The review articles in this Special Issue provide insights into syngas fermentation [14] and the significance of laccases in the development of LB as an important substrate for the production of renewable fuels and chemicals [15]. The review article contributed by Phillips et al. [14] indicates that integration of thermochemical gasification of LB and wastes to syngas (CO, CO₂ and H₂) and syngas fermentation by autotrophic bacteria is a robust and potentially economical process for the production of fuels and chemicals. Important concepts such as Wood–Ljungdahl biochemical pathway reactions and applications, gas solubility, mass transfer, thermodynamics of enzyme-catalyzed reactions, electrochemistry and cellular electron carriers and fermentation kinetics, were highlighted [14]. The review article contributed by Fillat et al. [15] provides important studies and perspectives on the use of laccases as a delignification and detoxification tool for efficient conversion of LB into value-added products, with emphasis on lignocellulosic ethanol production; highlighting major challenges and opportunities, and plausible ways to integrate the enzymes in the future lignocellulose-allied industries.

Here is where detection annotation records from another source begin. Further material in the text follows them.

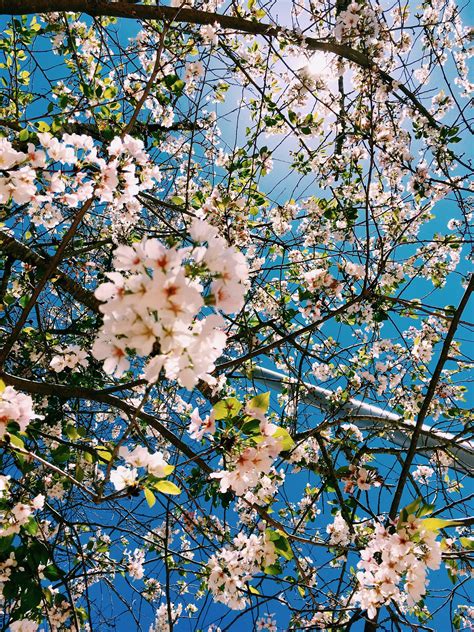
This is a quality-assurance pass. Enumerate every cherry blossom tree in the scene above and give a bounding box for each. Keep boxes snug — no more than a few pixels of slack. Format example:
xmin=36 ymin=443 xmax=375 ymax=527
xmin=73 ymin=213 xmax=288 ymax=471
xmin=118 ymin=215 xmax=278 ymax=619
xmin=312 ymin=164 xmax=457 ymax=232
xmin=0 ymin=0 xmax=474 ymax=632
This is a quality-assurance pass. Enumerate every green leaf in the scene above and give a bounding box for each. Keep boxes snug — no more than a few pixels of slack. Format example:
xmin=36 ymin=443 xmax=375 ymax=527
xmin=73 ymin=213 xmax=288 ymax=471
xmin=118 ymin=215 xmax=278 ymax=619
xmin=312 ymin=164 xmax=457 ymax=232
xmin=242 ymin=419 xmax=260 ymax=435
xmin=143 ymin=487 xmax=156 ymax=507
xmin=10 ymin=434 xmax=25 ymax=450
xmin=272 ymin=428 xmax=295 ymax=452
xmin=213 ymin=397 xmax=242 ymax=420
xmin=154 ymin=481 xmax=181 ymax=496
xmin=398 ymin=498 xmax=422 ymax=527
xmin=43 ymin=564 xmax=64 ymax=581
xmin=96 ymin=447 xmax=112 ymax=463
xmin=421 ymin=518 xmax=459 ymax=531
xmin=246 ymin=391 xmax=270 ymax=413
xmin=35 ymin=121 xmax=51 ymax=133
xmin=263 ymin=564 xmax=281 ymax=575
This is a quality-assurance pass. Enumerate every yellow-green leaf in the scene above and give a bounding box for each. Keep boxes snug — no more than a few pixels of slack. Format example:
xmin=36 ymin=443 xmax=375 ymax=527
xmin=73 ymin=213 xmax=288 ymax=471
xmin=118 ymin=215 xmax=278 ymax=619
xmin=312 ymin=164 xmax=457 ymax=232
xmin=154 ymin=481 xmax=181 ymax=496
xmin=272 ymin=428 xmax=295 ymax=452
xmin=96 ymin=448 xmax=112 ymax=463
xmin=143 ymin=487 xmax=156 ymax=507
xmin=421 ymin=518 xmax=458 ymax=531
xmin=10 ymin=435 xmax=25 ymax=450
xmin=213 ymin=397 xmax=242 ymax=419
xmin=247 ymin=391 xmax=270 ymax=413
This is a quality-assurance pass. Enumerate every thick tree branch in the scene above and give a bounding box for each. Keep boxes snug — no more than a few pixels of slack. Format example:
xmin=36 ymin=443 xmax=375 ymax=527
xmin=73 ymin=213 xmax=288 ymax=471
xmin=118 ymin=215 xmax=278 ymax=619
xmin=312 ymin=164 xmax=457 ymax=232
xmin=389 ymin=275 xmax=474 ymax=520
xmin=0 ymin=0 xmax=439 ymax=127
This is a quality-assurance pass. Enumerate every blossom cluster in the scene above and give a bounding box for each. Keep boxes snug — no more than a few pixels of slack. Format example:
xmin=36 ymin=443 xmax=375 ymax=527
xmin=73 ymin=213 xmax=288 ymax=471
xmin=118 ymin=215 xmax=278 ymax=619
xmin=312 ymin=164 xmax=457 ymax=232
xmin=0 ymin=132 xmax=161 ymax=228
xmin=353 ymin=515 xmax=441 ymax=618
xmin=207 ymin=533 xmax=278 ymax=610
xmin=0 ymin=381 xmax=42 ymax=439
xmin=110 ymin=446 xmax=174 ymax=491
xmin=49 ymin=345 xmax=89 ymax=373
xmin=92 ymin=218 xmax=248 ymax=389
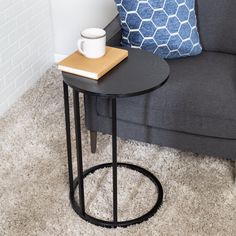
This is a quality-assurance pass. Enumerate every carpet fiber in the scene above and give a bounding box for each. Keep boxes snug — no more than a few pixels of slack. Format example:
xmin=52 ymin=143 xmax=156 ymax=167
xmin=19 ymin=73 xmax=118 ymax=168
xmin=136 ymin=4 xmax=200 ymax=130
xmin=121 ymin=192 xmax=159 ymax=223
xmin=0 ymin=67 xmax=236 ymax=236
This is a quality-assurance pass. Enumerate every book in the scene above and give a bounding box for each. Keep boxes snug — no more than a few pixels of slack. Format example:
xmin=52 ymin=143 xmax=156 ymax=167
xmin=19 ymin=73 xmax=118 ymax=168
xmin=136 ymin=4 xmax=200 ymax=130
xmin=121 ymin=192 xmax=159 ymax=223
xmin=58 ymin=47 xmax=128 ymax=80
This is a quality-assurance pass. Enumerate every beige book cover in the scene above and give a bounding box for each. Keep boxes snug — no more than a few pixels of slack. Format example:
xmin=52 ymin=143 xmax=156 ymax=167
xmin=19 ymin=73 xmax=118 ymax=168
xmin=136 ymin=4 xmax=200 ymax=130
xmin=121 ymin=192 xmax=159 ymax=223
xmin=58 ymin=47 xmax=128 ymax=80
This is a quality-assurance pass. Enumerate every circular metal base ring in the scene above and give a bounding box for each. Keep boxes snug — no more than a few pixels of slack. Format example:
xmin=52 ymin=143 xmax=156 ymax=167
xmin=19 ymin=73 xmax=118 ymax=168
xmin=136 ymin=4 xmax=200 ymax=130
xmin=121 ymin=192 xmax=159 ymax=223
xmin=70 ymin=162 xmax=163 ymax=228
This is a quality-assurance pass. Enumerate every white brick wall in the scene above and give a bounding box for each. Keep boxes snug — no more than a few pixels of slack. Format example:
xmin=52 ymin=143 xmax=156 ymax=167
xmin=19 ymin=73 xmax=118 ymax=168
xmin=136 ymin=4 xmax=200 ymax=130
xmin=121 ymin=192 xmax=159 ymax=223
xmin=0 ymin=0 xmax=53 ymax=116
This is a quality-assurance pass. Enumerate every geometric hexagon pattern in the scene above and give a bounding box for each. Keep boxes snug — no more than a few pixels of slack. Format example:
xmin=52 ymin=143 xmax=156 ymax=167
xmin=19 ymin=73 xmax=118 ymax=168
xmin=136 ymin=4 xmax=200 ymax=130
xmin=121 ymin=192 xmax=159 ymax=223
xmin=115 ymin=0 xmax=202 ymax=58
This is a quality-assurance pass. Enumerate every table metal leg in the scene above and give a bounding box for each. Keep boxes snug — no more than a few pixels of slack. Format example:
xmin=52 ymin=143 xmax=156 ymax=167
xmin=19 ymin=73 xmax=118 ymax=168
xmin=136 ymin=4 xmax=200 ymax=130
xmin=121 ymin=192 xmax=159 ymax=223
xmin=63 ymin=85 xmax=163 ymax=228
xmin=112 ymin=98 xmax=117 ymax=225
xmin=63 ymin=82 xmax=74 ymax=198
xmin=73 ymin=89 xmax=85 ymax=215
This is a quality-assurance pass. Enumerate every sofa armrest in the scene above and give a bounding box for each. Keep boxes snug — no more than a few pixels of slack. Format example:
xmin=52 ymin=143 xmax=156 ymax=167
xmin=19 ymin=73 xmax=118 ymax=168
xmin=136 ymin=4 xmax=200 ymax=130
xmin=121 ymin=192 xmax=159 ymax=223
xmin=104 ymin=15 xmax=121 ymax=46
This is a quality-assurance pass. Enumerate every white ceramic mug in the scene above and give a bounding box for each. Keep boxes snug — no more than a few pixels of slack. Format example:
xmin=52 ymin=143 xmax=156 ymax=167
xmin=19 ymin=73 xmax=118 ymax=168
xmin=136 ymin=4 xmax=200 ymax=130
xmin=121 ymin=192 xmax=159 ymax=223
xmin=78 ymin=28 xmax=106 ymax=59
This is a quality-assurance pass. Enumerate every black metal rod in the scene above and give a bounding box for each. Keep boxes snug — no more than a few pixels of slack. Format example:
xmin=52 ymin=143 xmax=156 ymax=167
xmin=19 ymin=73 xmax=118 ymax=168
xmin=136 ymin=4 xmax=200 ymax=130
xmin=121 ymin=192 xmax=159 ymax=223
xmin=63 ymin=81 xmax=74 ymax=197
xmin=112 ymin=98 xmax=117 ymax=226
xmin=73 ymin=89 xmax=85 ymax=214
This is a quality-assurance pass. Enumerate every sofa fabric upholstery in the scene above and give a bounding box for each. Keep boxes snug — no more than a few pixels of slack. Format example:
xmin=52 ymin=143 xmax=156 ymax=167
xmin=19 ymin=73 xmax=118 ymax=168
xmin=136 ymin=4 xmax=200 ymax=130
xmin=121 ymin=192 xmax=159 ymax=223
xmin=85 ymin=11 xmax=236 ymax=160
xmin=196 ymin=0 xmax=236 ymax=54
xmin=97 ymin=52 xmax=236 ymax=139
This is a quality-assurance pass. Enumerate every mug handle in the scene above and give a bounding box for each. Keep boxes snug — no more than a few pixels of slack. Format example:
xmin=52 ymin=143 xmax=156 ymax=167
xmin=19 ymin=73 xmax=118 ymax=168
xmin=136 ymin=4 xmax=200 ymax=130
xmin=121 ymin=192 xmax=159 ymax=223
xmin=78 ymin=39 xmax=85 ymax=55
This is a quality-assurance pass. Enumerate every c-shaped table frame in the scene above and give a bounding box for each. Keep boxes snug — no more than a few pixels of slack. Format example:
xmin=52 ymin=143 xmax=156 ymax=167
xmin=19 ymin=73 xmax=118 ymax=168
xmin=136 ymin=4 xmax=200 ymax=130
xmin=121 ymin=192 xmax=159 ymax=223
xmin=63 ymin=81 xmax=163 ymax=228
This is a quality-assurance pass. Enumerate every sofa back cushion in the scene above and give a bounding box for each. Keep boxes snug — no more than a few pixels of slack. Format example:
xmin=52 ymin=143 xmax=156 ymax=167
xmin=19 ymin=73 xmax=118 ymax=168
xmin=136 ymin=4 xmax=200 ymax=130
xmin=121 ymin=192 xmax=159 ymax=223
xmin=196 ymin=0 xmax=236 ymax=54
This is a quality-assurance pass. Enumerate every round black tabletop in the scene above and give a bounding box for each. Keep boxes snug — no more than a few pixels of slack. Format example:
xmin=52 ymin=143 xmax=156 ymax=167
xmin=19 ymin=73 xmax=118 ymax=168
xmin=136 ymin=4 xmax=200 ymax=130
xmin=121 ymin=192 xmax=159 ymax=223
xmin=63 ymin=48 xmax=170 ymax=98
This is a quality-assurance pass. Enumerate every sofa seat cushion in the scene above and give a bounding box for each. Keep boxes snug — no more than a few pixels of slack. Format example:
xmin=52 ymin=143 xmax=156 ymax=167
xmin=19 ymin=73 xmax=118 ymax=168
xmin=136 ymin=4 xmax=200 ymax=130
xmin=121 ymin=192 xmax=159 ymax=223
xmin=97 ymin=52 xmax=236 ymax=139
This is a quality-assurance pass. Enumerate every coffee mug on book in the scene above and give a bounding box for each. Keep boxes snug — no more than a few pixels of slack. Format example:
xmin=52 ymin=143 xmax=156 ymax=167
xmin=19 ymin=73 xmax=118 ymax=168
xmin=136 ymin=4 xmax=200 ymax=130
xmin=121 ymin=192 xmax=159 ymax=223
xmin=78 ymin=28 xmax=106 ymax=59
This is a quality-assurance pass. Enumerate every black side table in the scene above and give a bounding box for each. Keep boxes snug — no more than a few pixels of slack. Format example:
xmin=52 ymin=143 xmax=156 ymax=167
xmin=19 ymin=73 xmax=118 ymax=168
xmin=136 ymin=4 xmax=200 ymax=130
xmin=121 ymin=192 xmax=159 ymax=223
xmin=63 ymin=49 xmax=169 ymax=228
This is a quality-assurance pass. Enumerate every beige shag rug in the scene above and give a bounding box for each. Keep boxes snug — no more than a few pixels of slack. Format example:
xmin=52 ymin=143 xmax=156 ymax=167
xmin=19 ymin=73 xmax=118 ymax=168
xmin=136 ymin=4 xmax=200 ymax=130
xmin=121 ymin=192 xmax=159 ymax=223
xmin=0 ymin=67 xmax=236 ymax=236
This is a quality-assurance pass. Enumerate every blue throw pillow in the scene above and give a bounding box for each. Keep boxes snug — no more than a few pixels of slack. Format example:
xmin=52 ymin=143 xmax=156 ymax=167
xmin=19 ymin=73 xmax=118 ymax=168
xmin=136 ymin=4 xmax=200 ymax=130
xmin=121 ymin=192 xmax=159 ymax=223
xmin=115 ymin=0 xmax=202 ymax=58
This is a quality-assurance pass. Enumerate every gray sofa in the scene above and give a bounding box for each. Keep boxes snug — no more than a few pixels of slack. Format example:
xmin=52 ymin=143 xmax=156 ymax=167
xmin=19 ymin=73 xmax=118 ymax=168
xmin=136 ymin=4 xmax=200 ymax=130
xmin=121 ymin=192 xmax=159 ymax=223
xmin=85 ymin=0 xmax=236 ymax=171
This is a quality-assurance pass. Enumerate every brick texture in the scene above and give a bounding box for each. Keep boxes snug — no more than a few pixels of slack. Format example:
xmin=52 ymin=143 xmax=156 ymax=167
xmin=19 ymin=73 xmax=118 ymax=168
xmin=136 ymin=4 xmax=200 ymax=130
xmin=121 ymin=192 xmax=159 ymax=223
xmin=0 ymin=0 xmax=53 ymax=115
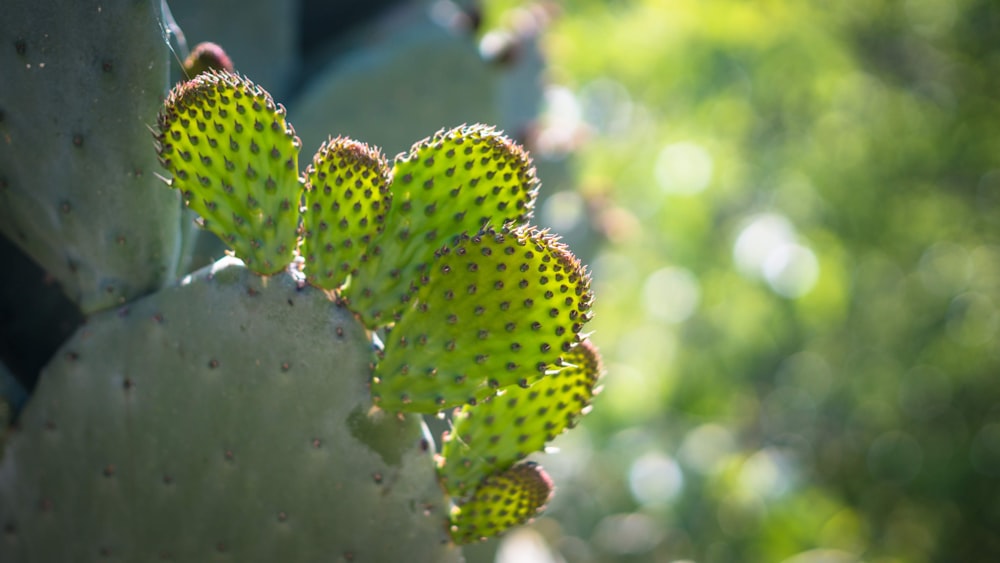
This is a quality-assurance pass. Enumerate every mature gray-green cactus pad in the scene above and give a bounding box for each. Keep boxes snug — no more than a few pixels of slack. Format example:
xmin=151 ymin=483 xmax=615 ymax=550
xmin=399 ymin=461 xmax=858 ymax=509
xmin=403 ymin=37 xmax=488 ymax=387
xmin=0 ymin=0 xmax=181 ymax=313
xmin=0 ymin=261 xmax=459 ymax=563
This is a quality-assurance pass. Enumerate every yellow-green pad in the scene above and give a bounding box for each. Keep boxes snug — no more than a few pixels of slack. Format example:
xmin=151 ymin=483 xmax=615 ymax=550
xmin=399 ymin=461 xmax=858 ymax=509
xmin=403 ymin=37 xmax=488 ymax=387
xmin=438 ymin=340 xmax=601 ymax=496
xmin=451 ymin=462 xmax=552 ymax=544
xmin=344 ymin=125 xmax=539 ymax=327
xmin=157 ymin=71 xmax=302 ymax=274
xmin=301 ymin=137 xmax=392 ymax=289
xmin=371 ymin=228 xmax=593 ymax=413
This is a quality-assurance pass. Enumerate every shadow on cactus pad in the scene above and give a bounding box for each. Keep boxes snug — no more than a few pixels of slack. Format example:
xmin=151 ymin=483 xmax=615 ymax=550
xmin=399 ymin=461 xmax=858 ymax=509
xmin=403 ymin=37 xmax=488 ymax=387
xmin=156 ymin=71 xmax=601 ymax=543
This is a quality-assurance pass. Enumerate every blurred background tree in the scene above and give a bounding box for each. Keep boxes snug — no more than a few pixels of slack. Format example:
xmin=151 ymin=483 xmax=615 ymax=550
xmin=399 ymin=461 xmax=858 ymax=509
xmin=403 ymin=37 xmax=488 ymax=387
xmin=469 ymin=0 xmax=1000 ymax=563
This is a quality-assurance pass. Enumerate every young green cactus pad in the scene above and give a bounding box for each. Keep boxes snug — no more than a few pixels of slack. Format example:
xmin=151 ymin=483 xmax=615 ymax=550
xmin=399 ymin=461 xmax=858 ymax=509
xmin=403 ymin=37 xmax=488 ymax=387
xmin=0 ymin=259 xmax=459 ymax=563
xmin=300 ymin=137 xmax=392 ymax=289
xmin=451 ymin=461 xmax=552 ymax=544
xmin=157 ymin=71 xmax=302 ymax=274
xmin=372 ymin=227 xmax=593 ymax=412
xmin=344 ymin=125 xmax=538 ymax=325
xmin=439 ymin=340 xmax=602 ymax=497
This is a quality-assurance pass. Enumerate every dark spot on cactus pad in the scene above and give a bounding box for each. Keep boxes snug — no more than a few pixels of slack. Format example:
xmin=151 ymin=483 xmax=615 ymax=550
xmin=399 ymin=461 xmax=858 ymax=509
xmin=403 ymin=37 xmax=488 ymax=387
xmin=346 ymin=406 xmax=420 ymax=466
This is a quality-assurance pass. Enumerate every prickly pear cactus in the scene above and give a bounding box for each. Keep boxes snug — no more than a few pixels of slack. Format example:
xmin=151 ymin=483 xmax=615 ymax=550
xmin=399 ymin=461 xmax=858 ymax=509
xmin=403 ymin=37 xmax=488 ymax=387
xmin=0 ymin=0 xmax=183 ymax=313
xmin=0 ymin=259 xmax=457 ymax=562
xmin=0 ymin=56 xmax=601 ymax=562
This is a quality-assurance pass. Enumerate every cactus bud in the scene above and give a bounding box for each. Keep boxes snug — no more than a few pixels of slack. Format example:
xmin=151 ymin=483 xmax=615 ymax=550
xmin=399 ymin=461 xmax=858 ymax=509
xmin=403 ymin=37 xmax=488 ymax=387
xmin=451 ymin=462 xmax=552 ymax=544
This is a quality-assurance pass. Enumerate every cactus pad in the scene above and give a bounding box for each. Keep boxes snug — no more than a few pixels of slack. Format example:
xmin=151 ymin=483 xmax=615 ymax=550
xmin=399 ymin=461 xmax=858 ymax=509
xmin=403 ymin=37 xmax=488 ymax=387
xmin=0 ymin=259 xmax=458 ymax=563
xmin=157 ymin=71 xmax=302 ymax=274
xmin=344 ymin=125 xmax=538 ymax=326
xmin=439 ymin=340 xmax=602 ymax=496
xmin=0 ymin=0 xmax=181 ymax=314
xmin=301 ymin=137 xmax=391 ymax=289
xmin=451 ymin=462 xmax=552 ymax=544
xmin=372 ymin=228 xmax=593 ymax=412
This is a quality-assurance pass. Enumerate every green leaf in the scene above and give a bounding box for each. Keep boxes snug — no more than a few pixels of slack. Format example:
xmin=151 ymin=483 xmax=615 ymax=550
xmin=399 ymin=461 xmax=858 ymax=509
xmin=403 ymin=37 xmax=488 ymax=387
xmin=451 ymin=462 xmax=552 ymax=544
xmin=343 ymin=125 xmax=539 ymax=328
xmin=371 ymin=228 xmax=593 ymax=412
xmin=157 ymin=71 xmax=302 ymax=274
xmin=300 ymin=137 xmax=391 ymax=289
xmin=438 ymin=340 xmax=602 ymax=496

In conclusion, it is my hope that this Special Issue will serve as a useful resource for students, teachers, professors, engineers, government personnel, and anyone actively or passively involved in renewable fuels and chemical production and research. In summary, I wish to thank our article contributors, Editorial Board members, Ad Hoc reviewers, and Assistant Editors of this journal, whose contributions made the publication of this Special Issue possible.